Any time one of the world’s leading advertisers speaks, you can bet we’re listening. P&G has armed chief brand officer Marc Pritchard with a $4 billion dollar plus yearly budget to market its cavalcade of brands, and he’s now proclaiming that he will change the rules of TV advertising by nixing the upfronts and negotiating directly with media outlets moving forward.

The brand chief took the stage at the Association of National Advertisers Media and Measurement Conference this week to shake the industry by its shoulders.

And it was not a gentle shake either.

“A better name than the ‘upfronts’ might be the ‘FOMOs. We almost always end up buying too much, but we can buy ‘options’ to return some spending without penalty — and to avoid the open ‘scatter market’ where even higher prices are extremely punishing,” he said. “Buying too much inventory is inefficient at best, and at worst, leads to excess frequency through heavy ad loads in programs — annoying consumers and wasting money. The system must change.”

The consumer-packaged-goods company is a Madison Avenue mainstay and a decades-long driving force in the TV-upfront division. Pritchard said television networks leverage information about client budget forecasts for an advantage in negotiations, and they’ve had enough of it.

“We’ve taken control of when we negotiate and buy TV media,” he said. “To level the playing field, we negotiate directly with as many as possible.”
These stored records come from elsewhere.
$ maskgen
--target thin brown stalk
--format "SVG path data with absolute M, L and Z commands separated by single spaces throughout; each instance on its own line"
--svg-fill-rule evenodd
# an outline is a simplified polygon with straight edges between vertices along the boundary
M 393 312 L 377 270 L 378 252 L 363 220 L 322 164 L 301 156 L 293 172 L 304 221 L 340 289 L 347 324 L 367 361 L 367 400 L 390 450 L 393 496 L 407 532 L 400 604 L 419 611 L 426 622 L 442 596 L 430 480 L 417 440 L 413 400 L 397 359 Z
While Pritchard and P&G look to change the TV ad-buying process, a call to action is being made for streaming TV to deliver a diet of different ads. With more people watching streaming TV, the difficulty in knowing who streams what and where is becoming a bigger frustration for advertisers, the Wall Street Journal reports. As spending increases in the industry, better transparency and visibility is desired from brands.

Speaking of visibility, have you seen the massive amount of live sports on TV these days? Sports were cancelled for months thanks to COVID, but they’ve gotten off the mat during the summer season, dusted themselves off, and are now in full swing.
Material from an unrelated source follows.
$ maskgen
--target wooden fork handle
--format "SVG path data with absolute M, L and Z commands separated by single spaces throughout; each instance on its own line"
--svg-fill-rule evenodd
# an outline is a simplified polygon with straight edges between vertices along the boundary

Take Saturday, for example, where, in a single day you can watch the NBA Conference Finals, the Stanley Cup Finals, the final weekend of MLB, college football, MLS, and if you have some extra time and money in your pocket, boxing and UFC pay per view fights as well. Make sure to go to bed at a reasonable hour, though, because the NFL looms all day Sunday too..
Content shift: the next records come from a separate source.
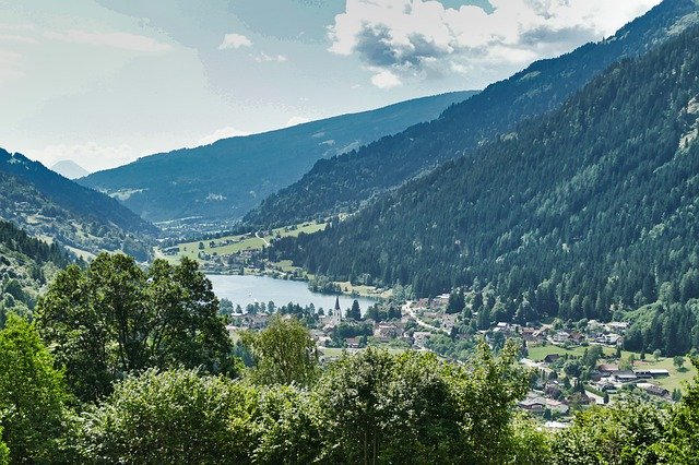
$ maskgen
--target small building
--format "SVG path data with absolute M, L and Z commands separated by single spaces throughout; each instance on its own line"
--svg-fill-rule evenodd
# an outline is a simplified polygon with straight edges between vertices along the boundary
M 566 331 L 559 331 L 554 334 L 555 343 L 567 343 L 568 341 L 570 341 L 570 333 L 567 333 Z
M 630 383 L 638 381 L 638 377 L 632 371 L 617 371 L 612 378 L 619 383 Z
M 560 358 L 559 354 L 548 354 L 546 357 L 544 357 L 544 363 L 553 363 L 559 358 Z
M 543 397 L 525 398 L 517 405 L 531 414 L 543 414 L 546 412 L 546 400 Z
M 661 386 L 655 385 L 655 384 L 638 383 L 637 386 L 639 389 L 642 389 L 647 393 L 649 393 L 651 395 L 656 395 L 659 397 L 667 397 L 670 395 L 670 391 L 667 391 L 665 388 L 661 388 Z
M 597 371 L 602 378 L 611 377 L 619 371 L 618 365 L 602 363 L 597 367 Z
All that live sports is surely a good thing for advertisers, right? Well nothing brings viewers to the screen — and keeps advertisers satisfied — like sports, but viewership during the current reboot has fallen short of advertisers’ expectations, according to a new report from Digiday.

On the other side of the table (literally), the upstart legalized sports betting sector continues to proliferate. So much so, that Sinclair just hired J.R. McCabe to oversee gaming ahead of its push into sports betting. The media conglomerate wants to generate more revenue from the regional sports networks it bought from Walt Disney last year by leaning into gambling. The broadcast station network is looking to “monetize the myriad opportunities the company has to drive future growth.”